Search code examples
batch-filefor-loopduplicatesnested-loopsno-duplicates

Batch filter duplicate lines and write to a new file (semi-finished)


I have successfully made a script that filters out duplicate lines in a file and saves the results to a variable semi-colon separated (sort of an "array").

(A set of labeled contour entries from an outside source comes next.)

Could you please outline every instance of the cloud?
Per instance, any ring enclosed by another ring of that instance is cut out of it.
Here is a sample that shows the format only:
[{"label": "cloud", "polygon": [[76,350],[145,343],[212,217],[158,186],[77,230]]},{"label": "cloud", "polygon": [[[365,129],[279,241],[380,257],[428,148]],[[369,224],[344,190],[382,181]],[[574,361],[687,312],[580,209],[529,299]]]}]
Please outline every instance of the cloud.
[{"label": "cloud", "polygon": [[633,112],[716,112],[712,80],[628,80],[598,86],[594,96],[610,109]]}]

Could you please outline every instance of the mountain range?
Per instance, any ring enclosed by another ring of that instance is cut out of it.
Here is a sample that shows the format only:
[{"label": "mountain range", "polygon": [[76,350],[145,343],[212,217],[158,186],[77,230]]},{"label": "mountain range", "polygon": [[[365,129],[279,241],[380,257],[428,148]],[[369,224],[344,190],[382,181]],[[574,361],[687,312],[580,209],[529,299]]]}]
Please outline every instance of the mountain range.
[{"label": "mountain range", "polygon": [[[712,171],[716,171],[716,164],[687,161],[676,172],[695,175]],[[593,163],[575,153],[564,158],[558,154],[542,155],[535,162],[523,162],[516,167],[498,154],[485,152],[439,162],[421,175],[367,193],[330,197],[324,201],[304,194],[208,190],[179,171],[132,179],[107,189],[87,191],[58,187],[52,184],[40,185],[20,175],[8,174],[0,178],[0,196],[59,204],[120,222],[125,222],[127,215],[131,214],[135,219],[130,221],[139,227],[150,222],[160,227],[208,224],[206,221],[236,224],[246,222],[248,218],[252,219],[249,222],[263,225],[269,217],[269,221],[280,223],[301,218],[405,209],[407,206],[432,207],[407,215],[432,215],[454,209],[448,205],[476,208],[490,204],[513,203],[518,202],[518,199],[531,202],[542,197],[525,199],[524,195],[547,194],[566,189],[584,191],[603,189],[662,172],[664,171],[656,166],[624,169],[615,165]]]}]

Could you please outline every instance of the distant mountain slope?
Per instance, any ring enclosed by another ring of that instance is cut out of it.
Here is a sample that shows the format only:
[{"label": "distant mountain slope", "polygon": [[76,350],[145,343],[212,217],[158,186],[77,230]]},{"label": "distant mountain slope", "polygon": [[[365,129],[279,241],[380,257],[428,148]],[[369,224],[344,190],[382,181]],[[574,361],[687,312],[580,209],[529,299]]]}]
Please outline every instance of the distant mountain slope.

I could not find any real good solution to it.

@echo off
setlocal enabledelayedexpansion

rem test.txt contains:
rem 2007-01-01
rem 2007-01-01
rem 2007-01-01
rem 2008-12-12
rem 2007-01-01
rem 2009-06-06
rem ... and so on

set file=test.txt

for /f "Tokens=* Delims=" %%i in ('type %file%') do (
    set read=%%i
    set read-array=!read-array!;!read!
)

rem removes first trailing ";"
set read-array=!read-array:*;=!
echo !read-array!

for /f "Tokens=* Delims=" %%i in ('type %file%') do (
    set dupe=0
    rem searches array for the current read line (%%i) and if it does exist, it deletes ALL occurences of it
    echo !read-array! | find /i "%%i" >nul && set dupe=1
    if ["!dupe!"] EQU ["1"] (
        set read-array=!read-array:%%i;=!
        set read-array=!read-array:;%%i=!
    )
    rem searches array for the current read line (%%i) and if it does not exist, it adds it once
    echo !read-array! | find /i "%%i" >nul || set read-array=!read-array!;%%i
)

rem results: no duplicates
echo !read-array!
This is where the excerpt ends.